Chennai, May 30 (VOICE) The Reserve Bank of India (RBI) has said the structural reforms should be sustained to improve India’s medium term growth potential.
The central bank said this in its annual report for 2022-23 citing the slowing of the global economic growth, protracted geopolitical tensions and a possible upsurge in financial market volatility following new stress events in the global financial system.
“It is important, therefore, to sustain structural reforms to improve India’s medium-term growth potential,” the annual report notes.
The RBI said several shocks tested the resilience of the Indian economy in 2022-23.
“On the back of sound macroeconomic policies, softer commodity prices, a robust financial sector, a healthy corporate sector, continued fiscal policy thrust on quality of government expenditure, and new growth opportunities stemming from global realignment of supply chains, India’s growth momentum is likely to be sustained in 2023-24 in an atmosphere of easing inflationary pressures,” the RBI said.

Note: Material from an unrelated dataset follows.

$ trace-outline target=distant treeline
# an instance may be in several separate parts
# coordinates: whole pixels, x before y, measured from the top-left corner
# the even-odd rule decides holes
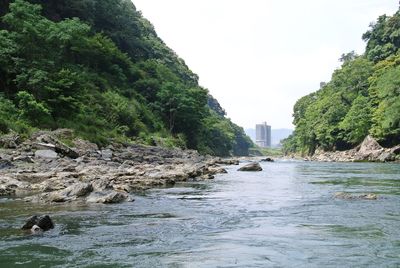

Taking into account softer global commodity and food prices, good rabi crop prospects, sustained buoyancy in contact-intensive services, the government’s continued thrust on capex, higher capacity utilisation in manufacturing, double digit credit growth, receding drag on purchasing power from high inflation and rising optimism among businesses and consumers, real gross domestic product (GDP) growth for 2023-24 is projected at 6.5 per cent with risks evenly balanced, the RBI said.

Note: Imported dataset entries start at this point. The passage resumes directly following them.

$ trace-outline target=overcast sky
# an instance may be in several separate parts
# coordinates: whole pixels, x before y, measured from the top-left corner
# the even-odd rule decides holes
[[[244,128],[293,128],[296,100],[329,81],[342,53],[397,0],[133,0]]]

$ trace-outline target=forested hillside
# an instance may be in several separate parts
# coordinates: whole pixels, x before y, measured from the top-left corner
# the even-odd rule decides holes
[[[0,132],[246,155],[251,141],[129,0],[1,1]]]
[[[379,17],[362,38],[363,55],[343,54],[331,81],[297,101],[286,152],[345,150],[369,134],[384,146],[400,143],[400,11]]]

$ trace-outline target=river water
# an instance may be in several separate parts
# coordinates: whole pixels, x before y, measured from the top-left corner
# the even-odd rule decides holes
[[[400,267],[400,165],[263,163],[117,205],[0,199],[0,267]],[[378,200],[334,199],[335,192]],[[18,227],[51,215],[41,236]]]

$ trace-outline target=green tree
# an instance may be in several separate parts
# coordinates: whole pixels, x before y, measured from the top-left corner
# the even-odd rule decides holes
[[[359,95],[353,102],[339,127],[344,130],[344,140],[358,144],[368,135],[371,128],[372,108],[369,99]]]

According to the RBI, with a stable exchange rate and a normal monsoon — unless an El Nino event strikes — the inflation trajectory is expected to move down over 2023-24, with headline inflation edging down to 5.2 per cent from the average level of 6.7 per cent recorded last year.

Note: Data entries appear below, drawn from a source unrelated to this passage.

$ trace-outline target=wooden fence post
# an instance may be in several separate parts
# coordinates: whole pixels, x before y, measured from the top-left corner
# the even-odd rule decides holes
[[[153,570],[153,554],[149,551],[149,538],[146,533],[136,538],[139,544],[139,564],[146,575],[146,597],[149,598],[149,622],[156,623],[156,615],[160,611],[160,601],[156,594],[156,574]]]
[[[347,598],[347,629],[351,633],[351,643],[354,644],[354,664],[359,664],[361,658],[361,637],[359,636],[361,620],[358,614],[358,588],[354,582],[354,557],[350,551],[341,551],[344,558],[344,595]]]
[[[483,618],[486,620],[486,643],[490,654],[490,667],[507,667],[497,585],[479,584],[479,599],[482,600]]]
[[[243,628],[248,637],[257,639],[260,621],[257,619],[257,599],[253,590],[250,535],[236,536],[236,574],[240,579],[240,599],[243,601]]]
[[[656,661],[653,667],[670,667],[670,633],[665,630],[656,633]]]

Monetary policy remains focused on withdrawal of accommodation to ensure that inflation progressively aligns with the target, while supporting growth, the central bank said.
With global uncertainties persisting, foreign portfolio investment (FPI) flows may remain volatile. The favourable domestic growth outlook, lower inflation, and business friendly policy reforms could, however, help sustain buoyant FDI inflows, RBI said.
Furthermore, inward remittances are likely to remain robust owing to better growth prospects in the Gulf countries. As a result, external vulnerability risks may ease further during 2023-24, the RBI annual report said.